Now that the evenings are lighter perhaps someone in your house could take him for a short walk around the block - if Dot had had adequate exercise she would take herself off and find a quiet place (often in the hall under the radiator) and fall asleep - she did not develop her cuddle habit until she was older, and still she does sometimes take herself off for a proper sleep. If you know he is tired and he has been out to the toilet I'd pop him in his crate or in the kitchen if he cannot settle in the lounge.
Even now if mine are rioting in the living room - usually provoked by Inzi - 10 year old collie) - I just have to say 'enough, settle down or get out' and they will all go and lie down....


----------



## Gill57 (Mar 20, 2016)

Thanks for the replies.

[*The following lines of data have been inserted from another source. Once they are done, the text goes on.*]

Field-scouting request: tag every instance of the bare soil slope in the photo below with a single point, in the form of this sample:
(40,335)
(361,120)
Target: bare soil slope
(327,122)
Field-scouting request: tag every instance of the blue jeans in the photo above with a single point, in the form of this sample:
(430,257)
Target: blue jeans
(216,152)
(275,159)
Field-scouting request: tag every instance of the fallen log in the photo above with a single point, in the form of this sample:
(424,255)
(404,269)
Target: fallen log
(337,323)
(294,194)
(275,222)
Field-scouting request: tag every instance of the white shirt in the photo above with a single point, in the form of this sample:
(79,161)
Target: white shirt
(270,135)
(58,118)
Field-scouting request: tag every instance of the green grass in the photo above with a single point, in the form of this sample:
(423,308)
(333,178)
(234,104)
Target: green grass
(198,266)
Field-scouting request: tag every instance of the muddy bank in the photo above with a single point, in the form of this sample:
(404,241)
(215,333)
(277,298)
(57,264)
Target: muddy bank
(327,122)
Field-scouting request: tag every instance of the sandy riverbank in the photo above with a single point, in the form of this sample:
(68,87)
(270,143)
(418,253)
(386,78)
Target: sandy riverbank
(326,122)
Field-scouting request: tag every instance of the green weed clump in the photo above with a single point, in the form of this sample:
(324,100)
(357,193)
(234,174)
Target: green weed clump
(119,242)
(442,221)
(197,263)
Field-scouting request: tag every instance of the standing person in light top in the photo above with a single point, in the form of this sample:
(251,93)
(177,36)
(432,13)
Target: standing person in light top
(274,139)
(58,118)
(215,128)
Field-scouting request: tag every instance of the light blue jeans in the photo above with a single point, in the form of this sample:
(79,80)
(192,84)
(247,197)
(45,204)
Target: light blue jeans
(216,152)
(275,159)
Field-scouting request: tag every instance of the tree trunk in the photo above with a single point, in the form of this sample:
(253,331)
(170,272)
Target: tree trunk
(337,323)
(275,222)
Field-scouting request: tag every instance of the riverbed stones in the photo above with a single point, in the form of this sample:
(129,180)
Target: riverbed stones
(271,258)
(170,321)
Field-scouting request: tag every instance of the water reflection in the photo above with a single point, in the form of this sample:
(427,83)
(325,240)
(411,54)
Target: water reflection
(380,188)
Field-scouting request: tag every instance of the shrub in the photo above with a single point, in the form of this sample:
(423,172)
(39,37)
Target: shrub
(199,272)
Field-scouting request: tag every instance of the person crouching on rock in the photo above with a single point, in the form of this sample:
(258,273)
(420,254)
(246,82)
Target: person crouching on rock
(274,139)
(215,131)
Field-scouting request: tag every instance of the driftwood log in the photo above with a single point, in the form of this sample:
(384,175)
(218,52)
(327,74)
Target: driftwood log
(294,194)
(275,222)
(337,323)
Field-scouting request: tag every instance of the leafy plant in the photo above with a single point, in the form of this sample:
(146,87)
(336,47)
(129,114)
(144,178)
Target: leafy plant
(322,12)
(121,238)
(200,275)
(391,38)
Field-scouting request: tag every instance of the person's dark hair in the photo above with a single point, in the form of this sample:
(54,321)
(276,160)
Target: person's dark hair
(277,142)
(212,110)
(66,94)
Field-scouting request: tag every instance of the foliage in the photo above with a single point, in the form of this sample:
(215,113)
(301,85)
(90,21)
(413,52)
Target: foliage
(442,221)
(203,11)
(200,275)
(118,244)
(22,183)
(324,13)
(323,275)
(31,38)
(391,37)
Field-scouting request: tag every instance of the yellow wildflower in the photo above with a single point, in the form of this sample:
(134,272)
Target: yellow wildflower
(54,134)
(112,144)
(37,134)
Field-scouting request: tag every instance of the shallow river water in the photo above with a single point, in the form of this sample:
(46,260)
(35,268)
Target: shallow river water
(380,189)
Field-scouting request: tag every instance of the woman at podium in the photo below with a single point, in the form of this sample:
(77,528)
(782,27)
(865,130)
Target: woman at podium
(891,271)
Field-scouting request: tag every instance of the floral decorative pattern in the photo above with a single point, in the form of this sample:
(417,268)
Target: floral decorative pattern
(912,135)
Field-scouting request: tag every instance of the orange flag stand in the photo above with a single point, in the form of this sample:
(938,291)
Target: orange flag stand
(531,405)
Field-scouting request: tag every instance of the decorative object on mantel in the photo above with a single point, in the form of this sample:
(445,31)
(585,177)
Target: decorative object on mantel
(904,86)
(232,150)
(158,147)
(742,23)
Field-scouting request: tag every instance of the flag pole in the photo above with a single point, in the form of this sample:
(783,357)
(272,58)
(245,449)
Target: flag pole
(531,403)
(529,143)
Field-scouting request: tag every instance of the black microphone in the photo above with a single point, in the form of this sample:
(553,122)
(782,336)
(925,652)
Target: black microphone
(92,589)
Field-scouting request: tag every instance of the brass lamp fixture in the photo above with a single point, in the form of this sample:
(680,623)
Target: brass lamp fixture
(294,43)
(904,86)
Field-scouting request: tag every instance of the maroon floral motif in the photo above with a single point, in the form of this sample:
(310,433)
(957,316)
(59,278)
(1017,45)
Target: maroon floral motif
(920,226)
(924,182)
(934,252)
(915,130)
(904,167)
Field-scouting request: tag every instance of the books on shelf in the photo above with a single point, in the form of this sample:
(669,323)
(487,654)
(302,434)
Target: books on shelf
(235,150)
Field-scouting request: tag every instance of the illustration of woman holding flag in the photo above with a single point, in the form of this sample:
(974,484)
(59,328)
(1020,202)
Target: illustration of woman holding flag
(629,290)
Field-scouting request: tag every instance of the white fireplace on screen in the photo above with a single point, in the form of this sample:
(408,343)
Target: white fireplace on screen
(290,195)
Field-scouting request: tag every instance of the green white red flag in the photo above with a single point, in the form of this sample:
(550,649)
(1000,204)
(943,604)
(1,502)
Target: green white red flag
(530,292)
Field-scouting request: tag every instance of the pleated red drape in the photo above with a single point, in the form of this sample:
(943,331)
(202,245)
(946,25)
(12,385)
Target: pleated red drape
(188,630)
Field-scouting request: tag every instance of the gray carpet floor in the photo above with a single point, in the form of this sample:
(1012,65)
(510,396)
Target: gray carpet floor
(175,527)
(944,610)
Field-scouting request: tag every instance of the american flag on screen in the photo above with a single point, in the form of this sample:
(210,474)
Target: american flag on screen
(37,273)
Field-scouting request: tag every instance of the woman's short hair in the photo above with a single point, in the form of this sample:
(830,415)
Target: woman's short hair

Freddie currently has 3x 15-20 minute walks a day plus doggy day care for 10 hours a week. I live on my own so all his energy is directed at me! I have been popping him in his crate when he is over tired but when he comes out he resumes where he left off with his jumping onto me. Cockapoos certainly have excellent memories and forget nothing! Once he calms down he falls asleep next to me and is then beyond cute.....


----------



## fairlie (Sep 7, 2013)

A house line is a marvelous thing. Let him trail it and keep him on the floor by stepping on it before he jumps up at you. Then lots of quiet affection whenever he starts doing what you would rather have him be doing (ie. playing with his own toy, settling down etc...)


----------



## Peanut (Dec 1, 2013)

I think he is too young to be walked that much....probably over tired...in my humble opinion...


----------



## Lexi&Beemer (May 5, 2013)

It was just me and I had two puppies so trust me when I say I get it. Easy when they were just ankle height. Worse when they can reach you. 

So the thing to clarify is do you not want him on the couch or just not attacking you? I'm ok with my pups on the couch so for me I had to work on the attacking my face. I used it as a training exercise. Taught them to give kisses and not nips. If they sat nicely I would give all sorts of cuddles and and belly rubs. My back if they were crazy. Same thing when I came home or picked them up from daycare they'd run full speed and then almost tackle me. Turning my back and moving out of the way got the to slow down on that too. 

Having said all that, I'm the worst because I get just as excited to see them and want to love on them so the only thing that I stuck with in terms of all of that is no nipping my face. The rest - well, a nail trim and bracing for it seems to work.  

The good thing is they don't do it with anyone except me and my dad (who helped me take care of them as puppies). It does sound like he has the zoomies/needs to doodle dash. One thing I'd do at that age was set up the couches, chairs, etc so I'd go from one seating place to another and they following me like our own jungle gym. They tired much faster doing that than a walk. 


Sent from my iPhone using Tapatalk


----------



## Gill57 (Mar 20, 2016)

Hi Peanut. You could be right. But, altho we are out three times a day for about 15 mins we don't get very far. Lots of sniffs, meets and bottom on ground!


----------



## Gill57 (Mar 20, 2016)

Hi Lexi & Beemer, yes - I just don't want Freddie frantically lunging at my face, but being on the couch is fine. 
Some useful advice and I'll certainly try your idea of the belly rub etc. Thanks. 
It's such a fine line between over tiring puppy and him being bored and wanting to expel unused energy. I love his zoomies though....... X


----------



## Lexi&Beemer (May 5, 2013)

Gill57 said:


> Hi Lexi & Beemer, yes - I just don't want Freddie frantically lunging at my face, but being on the couch is fine.
> Some useful advice and I'll certainly try your idea of the belly rub etc. Thanks.
> It's such a fine line between over tiring puppy and him being bored and wanting to expel unused energy. I love his zoomies though....... X




Something to try with him - do a zoomie where he chases you (maybe from room to room or chair to chair) and then you stop, have him sit and then treat. I found if I could teach them to stop and pause when I play with them, they are better at it when I'm not.


----------